Mercredi, je suis allée à une visite guidée des rutilants locaux occupés par l’Office dans l’îlot Balmoral, rue de Bleury. En fonction depuis 2019. Reste qu’au cours de la pandémie, tout fonctionnait au ralenti. Certains services mirent du temps à poser leurs pénates au centre-ville. Or, nous y voici ! Au rez-de-chaussée, quelques objets, dont le siège de bois de McLaren tiré de son film iconique de 1957 avec Claude Jutra Il était une chaise. À pleins corridors flotte toutefois l’envie de faire peau neuve. Les fantômes du passé s’agitent ailleurs, sous les voûtes de l’institution dans Saint-Laurent, peut-être. Ou égarés en chemin.

Avec ses hauts triangles rouges, l’îlot Balmoral est le plus bel ornement architectural de la place des Festivals. Au-dehors, au-dedans. D’un étage à l’autre, on admire les locaux high-tech, la lumière, l’élégance des détails et de l’ensemble aux hautes pointes aiguës. Reste qu’à l’échelle des immenses espaces sur Côte-de-Liesse, la moindre pièce semble ici exiguë.

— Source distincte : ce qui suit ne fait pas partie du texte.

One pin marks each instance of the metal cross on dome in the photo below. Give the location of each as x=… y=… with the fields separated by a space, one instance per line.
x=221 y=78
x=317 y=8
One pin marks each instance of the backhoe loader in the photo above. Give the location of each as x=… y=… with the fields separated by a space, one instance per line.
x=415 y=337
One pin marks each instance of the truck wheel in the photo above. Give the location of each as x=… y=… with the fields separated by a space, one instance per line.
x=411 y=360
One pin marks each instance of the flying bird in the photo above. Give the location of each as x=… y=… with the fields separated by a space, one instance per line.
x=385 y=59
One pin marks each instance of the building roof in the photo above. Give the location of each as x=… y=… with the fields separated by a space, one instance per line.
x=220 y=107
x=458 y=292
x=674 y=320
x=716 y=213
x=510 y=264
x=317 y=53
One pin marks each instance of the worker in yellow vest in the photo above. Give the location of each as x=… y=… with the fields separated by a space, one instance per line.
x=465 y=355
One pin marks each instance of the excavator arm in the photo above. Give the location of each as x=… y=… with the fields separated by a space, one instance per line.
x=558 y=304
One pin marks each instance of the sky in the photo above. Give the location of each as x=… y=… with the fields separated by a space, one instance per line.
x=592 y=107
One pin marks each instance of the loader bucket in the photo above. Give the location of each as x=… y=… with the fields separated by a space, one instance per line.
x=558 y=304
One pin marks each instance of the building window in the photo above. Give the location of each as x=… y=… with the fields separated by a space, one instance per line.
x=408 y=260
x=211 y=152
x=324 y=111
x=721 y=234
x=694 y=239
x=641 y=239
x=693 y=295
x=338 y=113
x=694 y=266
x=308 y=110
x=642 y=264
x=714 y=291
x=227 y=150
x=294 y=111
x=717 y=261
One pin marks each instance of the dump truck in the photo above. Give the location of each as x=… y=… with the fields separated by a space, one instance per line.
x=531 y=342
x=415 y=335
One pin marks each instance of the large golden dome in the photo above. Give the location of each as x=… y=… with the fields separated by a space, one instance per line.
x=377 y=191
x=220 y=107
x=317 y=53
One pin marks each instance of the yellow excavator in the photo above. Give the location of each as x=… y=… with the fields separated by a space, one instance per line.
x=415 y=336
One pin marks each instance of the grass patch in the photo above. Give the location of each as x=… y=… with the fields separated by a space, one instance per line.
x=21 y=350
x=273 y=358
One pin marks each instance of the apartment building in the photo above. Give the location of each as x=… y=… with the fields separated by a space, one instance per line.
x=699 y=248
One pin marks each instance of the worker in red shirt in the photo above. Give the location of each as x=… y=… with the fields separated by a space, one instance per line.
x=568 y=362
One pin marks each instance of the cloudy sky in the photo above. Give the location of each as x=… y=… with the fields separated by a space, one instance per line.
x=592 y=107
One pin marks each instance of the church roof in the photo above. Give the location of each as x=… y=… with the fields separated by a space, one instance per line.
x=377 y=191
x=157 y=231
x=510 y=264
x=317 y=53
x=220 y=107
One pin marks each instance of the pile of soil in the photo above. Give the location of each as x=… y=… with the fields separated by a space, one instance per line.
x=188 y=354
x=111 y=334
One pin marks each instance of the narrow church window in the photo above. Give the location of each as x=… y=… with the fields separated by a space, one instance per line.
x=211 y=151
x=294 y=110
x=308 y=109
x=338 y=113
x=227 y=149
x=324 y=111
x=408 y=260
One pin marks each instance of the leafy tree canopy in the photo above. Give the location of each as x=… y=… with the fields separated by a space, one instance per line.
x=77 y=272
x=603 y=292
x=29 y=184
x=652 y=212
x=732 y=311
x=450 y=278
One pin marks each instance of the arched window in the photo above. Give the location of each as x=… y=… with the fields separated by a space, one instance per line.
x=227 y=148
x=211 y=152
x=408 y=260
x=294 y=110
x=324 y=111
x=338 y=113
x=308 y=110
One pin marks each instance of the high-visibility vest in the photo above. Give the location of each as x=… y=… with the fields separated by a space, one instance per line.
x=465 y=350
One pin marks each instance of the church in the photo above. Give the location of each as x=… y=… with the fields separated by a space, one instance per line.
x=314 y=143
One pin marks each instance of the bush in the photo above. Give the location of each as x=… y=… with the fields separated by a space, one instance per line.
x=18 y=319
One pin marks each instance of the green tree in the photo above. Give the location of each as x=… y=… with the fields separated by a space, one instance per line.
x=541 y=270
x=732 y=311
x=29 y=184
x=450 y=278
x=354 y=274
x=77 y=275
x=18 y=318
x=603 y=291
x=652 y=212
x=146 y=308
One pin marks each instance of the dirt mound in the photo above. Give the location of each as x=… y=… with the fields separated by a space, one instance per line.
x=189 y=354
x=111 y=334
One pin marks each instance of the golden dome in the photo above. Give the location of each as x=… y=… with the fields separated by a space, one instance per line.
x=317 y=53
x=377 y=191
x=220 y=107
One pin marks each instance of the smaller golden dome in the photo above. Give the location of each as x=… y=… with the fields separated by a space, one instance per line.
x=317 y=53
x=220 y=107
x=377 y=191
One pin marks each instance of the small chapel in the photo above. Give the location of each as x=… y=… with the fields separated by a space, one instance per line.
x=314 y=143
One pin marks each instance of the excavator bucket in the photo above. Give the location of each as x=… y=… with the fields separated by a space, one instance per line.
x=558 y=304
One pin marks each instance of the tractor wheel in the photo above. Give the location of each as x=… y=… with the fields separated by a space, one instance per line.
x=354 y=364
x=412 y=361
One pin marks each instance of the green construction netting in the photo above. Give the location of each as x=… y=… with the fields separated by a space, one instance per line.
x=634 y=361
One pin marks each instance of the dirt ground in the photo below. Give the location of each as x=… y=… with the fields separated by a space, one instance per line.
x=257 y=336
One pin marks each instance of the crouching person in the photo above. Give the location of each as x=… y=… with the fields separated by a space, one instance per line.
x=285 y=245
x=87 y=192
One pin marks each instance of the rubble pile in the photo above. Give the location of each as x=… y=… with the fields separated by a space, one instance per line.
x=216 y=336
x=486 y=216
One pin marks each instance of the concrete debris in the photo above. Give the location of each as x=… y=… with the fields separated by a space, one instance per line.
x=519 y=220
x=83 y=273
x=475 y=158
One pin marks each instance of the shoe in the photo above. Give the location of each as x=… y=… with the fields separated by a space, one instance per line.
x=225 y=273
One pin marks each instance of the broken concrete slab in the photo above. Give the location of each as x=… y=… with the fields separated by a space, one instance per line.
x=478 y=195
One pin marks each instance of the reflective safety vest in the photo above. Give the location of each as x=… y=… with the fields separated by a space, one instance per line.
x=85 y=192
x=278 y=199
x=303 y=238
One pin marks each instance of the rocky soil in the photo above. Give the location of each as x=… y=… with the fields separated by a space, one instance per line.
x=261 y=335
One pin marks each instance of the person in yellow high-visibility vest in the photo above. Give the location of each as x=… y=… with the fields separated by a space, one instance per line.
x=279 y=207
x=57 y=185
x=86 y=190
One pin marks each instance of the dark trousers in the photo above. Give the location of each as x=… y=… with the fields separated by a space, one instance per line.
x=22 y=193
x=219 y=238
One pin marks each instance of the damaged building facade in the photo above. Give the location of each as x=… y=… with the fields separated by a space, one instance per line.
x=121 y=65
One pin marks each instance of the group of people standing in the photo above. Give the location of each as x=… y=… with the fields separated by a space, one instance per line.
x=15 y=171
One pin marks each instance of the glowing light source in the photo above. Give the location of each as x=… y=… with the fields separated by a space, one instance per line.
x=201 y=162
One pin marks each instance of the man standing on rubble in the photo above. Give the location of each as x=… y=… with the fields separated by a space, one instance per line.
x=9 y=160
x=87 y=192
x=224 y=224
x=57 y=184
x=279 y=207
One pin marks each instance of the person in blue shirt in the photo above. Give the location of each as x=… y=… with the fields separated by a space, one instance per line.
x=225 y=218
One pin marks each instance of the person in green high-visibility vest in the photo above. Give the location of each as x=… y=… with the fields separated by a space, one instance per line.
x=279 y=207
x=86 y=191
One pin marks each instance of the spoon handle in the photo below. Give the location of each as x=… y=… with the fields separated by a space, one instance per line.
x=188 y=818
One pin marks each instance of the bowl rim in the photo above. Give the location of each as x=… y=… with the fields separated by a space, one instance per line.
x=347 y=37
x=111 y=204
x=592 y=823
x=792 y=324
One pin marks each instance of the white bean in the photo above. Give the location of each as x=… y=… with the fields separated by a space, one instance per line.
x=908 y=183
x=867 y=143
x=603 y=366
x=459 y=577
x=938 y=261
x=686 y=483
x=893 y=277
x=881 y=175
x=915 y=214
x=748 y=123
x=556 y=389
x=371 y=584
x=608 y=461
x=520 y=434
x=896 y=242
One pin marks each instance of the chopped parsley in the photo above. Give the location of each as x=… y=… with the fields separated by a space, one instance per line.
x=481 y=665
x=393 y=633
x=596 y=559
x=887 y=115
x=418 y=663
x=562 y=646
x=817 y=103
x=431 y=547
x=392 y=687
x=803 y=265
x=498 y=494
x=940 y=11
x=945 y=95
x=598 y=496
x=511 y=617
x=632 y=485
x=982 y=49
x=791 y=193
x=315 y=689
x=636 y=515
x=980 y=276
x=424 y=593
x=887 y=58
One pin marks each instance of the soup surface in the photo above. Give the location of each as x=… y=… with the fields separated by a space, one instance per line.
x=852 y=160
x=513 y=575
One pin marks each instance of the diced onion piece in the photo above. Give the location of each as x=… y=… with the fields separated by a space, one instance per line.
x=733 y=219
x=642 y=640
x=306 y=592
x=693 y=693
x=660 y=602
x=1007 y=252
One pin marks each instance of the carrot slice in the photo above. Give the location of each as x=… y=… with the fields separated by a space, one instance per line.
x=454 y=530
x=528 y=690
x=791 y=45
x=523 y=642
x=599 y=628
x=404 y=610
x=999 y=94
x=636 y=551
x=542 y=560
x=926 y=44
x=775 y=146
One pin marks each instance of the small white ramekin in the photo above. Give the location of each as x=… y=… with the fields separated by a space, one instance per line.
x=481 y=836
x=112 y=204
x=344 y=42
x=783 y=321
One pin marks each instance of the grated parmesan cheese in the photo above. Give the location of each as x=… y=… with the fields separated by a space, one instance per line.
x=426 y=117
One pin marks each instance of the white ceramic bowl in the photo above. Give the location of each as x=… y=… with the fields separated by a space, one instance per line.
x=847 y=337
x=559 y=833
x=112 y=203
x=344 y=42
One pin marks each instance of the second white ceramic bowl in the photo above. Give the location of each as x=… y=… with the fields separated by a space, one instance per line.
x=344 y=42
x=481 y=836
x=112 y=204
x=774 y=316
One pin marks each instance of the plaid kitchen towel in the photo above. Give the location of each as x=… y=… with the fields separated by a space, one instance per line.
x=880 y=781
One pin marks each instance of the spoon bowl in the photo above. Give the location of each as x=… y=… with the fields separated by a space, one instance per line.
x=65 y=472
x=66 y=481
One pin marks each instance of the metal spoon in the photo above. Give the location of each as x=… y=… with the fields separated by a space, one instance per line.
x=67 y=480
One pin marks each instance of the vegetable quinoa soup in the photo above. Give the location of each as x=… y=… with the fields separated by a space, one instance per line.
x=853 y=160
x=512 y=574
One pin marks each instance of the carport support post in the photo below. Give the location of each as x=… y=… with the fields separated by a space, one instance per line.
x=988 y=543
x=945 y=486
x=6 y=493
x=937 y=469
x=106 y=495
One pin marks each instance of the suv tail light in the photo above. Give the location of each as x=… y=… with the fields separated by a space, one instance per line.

Le théâtre Alanis O’Bomsawin, salle de projection à la fine pointe technologique, les centres de postproduction ou de création insonorisés, protégés des vibrations du métro en bas, sont des bulles étanches dont l’oeil s’évade par les fenêtres.

Le producteur Marc Bertrand, au Studio d’animation français, nous reçoit dans son royaume. Il aime sentir les idées prospérer et fleurir à tous les vents. À ses yeux, l’animation demeure un éternel terrain de découvertes et d’exploration. Son enthousiasme semble créer des ponts entre hier et demain.

Le fameux écran d’épingles, sur lequel oeuvra si longtemps le cinéaste Jacques Drouin (Michèle Lemieux lui succède), fut le cauchemar des déménageurs. Si fragile avec ses 250 000 petites épingles à pousser pour créer des motifs en jeux d’ombre ; école de patience infinie. L’ONF, à travers lui, paraissait soudain intemporel. Et j’ai souhaité au nid moderne de devenir bientôt un vrai lieu d’échange avec le public par ses oeuvres, par sa mission, par son ancrage. Dans leur no man’s land, les anciens locaux l’avaient coupé du monde. Au coeur battant de la ville, j’ignore s’il va mieux vivre, mais du moins, il reluit.

Une version précédente de ce texte, qui écrivait Jacques Brault plutôt que Michel Brault, a été corrigée.